There is also a need to assess gaps in skill and capability and to develop a strategy to ensure upskilling and reskilling of the workforce. This becomes particularly relevant in the context of automatization. Many blue and grey collars workers will find themselves redundant as technology makes their tasks obsolete. There is, and will be, a vast pool of eager-to-learn workers who could benefit greatly from vocational training courses, opening a hitherto untapped market for L&D firms or vocational education-based startups in this space.
As per The Future of Jobs, World Economic Forum report — 43% of businesses surveyed indicated plans to reduce their workforce due to technology integration; while 41% planned to expand use of contractors for task-specialised work.
Changing trends in the gig economy
Traditionally, manufacturing and infrastructure have always worked with temporary labor. However, the sector largely remained informal.
Gig hiring trends however changed with IT, ITES, digital and e-commerce industries, turning to gig staff. Slowly, hiring flexi talent started showing an upward spike in these sectors, especially after the pandemic. Seeing the benefits, other industries, too, have started opening up to gig workers for quick turnarounds and to avoid compliance and other considerations like PF, office space and overheads.
The pandemic has accelerated the adoption of technology by at least two decades. Employees will be expected to enhance their tech skills at the same pace. Currently, only 49.2% of India’s labour force is digitally skilled, according to the WEF report.
Covid-induced changes in the business sector have led to an increased demand for digital skills in areas such as security, data and artificial intelligence. Alongside logistics, construction and infrastructure firms who are also exploring 3-D printing, drone deliveries and related technologies will soon need operators for these skills.
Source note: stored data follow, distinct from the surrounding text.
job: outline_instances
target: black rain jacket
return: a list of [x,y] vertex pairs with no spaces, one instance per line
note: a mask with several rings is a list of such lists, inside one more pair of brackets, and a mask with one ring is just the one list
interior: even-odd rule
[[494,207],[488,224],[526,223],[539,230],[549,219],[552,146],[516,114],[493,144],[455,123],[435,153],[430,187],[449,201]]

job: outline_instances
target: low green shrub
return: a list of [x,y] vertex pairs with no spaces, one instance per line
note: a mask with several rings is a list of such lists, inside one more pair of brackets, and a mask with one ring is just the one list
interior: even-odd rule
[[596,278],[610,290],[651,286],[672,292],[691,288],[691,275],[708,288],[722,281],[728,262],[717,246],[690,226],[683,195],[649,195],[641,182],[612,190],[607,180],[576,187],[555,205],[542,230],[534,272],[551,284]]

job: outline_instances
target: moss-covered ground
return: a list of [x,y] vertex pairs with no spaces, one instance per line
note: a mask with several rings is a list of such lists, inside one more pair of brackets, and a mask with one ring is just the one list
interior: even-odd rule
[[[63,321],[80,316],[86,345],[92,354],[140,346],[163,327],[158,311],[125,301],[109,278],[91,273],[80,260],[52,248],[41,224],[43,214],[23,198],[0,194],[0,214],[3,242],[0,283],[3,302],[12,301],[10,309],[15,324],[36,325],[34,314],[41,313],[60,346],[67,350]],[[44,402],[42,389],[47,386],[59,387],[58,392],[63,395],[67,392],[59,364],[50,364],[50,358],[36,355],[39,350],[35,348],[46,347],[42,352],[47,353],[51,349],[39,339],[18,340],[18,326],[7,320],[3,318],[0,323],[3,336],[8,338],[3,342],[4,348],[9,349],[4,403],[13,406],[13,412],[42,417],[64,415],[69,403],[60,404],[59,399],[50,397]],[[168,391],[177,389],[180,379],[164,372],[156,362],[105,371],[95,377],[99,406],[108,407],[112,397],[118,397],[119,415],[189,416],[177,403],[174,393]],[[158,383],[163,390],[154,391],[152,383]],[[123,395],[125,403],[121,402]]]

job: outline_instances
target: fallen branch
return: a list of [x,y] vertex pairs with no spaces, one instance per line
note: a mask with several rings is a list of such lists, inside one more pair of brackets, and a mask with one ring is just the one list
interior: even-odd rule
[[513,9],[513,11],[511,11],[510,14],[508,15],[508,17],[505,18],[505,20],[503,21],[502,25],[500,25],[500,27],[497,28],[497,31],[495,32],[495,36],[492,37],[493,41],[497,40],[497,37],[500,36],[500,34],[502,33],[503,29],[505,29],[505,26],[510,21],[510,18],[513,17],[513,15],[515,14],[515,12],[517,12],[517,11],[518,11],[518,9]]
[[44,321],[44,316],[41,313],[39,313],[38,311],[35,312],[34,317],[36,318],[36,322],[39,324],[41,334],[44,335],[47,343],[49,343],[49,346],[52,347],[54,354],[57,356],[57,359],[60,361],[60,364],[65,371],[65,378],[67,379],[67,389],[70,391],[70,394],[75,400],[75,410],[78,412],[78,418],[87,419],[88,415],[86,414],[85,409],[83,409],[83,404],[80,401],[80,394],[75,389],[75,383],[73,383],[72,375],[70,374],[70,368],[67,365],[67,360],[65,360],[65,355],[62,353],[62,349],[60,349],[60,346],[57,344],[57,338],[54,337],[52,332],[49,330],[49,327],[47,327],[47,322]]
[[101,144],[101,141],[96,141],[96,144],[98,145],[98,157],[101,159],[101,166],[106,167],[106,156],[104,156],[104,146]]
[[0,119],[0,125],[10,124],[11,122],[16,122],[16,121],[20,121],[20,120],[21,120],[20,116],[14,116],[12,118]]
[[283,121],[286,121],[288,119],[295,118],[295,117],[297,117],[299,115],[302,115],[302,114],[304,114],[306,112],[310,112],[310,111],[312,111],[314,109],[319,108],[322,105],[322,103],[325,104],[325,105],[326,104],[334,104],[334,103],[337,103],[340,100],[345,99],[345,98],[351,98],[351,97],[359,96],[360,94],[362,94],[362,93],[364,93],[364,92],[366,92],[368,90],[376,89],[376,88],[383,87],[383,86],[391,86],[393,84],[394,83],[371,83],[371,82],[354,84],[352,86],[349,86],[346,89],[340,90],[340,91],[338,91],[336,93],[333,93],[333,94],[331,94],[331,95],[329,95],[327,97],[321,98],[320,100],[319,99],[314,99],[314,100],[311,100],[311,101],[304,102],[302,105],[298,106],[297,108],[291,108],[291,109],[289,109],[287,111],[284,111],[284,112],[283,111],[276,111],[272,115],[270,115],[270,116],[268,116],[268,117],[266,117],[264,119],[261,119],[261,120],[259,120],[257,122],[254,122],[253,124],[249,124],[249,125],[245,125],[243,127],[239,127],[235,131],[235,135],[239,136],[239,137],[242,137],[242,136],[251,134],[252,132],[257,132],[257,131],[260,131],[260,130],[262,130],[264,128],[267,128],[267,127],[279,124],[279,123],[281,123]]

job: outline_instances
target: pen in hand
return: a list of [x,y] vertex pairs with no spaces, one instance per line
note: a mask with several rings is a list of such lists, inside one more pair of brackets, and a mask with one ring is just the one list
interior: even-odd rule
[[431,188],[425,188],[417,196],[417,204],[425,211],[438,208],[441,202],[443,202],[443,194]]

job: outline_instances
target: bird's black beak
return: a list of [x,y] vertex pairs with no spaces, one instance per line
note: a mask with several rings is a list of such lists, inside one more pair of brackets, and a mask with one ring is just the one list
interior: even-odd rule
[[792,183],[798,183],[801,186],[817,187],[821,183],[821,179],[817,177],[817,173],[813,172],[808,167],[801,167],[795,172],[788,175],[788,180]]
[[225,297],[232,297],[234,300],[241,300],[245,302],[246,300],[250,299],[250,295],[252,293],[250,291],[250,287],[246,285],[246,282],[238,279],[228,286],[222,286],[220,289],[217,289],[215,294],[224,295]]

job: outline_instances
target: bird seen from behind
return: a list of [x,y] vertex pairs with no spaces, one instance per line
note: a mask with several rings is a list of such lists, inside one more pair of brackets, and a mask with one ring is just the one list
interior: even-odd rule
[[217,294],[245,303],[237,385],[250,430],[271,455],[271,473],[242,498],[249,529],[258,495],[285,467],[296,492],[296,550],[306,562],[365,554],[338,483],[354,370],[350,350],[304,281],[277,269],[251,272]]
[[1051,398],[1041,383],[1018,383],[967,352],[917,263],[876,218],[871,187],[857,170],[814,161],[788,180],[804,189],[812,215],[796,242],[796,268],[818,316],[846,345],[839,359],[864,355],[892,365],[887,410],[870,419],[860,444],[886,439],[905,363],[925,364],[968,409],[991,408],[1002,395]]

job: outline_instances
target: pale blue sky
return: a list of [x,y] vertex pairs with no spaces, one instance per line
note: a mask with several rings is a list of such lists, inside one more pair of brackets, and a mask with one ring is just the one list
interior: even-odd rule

Budget 2021-22 focus on gig workforce
With the increasing focus on gig economy and its workers, in this years’ budget Finance Minister Nirmala Sitharaman proposed gig workers would now be covered by the Employees State Insurance Corporation (ESIC). Further, women will be allowed to work in all categories and also in night-shifts with adequate protection.
The budget also proposes to launch a portal that would collect relevant information on gig economy workers, including those working in building and construction, among others. This portal would help formulate relevant policies for health, housing, skill, insurance, credit and food schemes for the gig sector.
How this helps business
Social security benefits for gig workers will add the crucial safety net to help the sector see sustainable growth and benefit millions of workers across industry.
According to the labour ministry over a dozen companies and aggregators such as Swiggy, Amazon, Flipkart, Zomato, Ola, Uber and others have committed INR 500 Cr to the proposed social security fund for gig workers in India.
Thus far in India, most large HR firms have focused on white-collar jobs and personnel, with the increase in compliance for firms to utilize gig workers, talent management and acquisition firms could grow their portfolio to include blue- and grey-collar workers.
The highest demand for the blue- and grey-collar workforce is expected from the logistics and e-commerce sector as building an efficient delivery channel is critical for online businesses. With e-commerce penetrating into tier 2 and tier 3 cities there is a growing demand for gig workers in these locations. This opens up a hitherto untapped market for human resource management startups, who could also help legacy businesses with flexi hiring.
All in all, the potential for the gig economy in India is massive. The new government compliance legislation will go a long way in empowering and motivating many more to take the flexi-work path. These are exciting times for the gig economy and early disruptors who begin to understand this space in this market will find unlimited possibilities for doing business.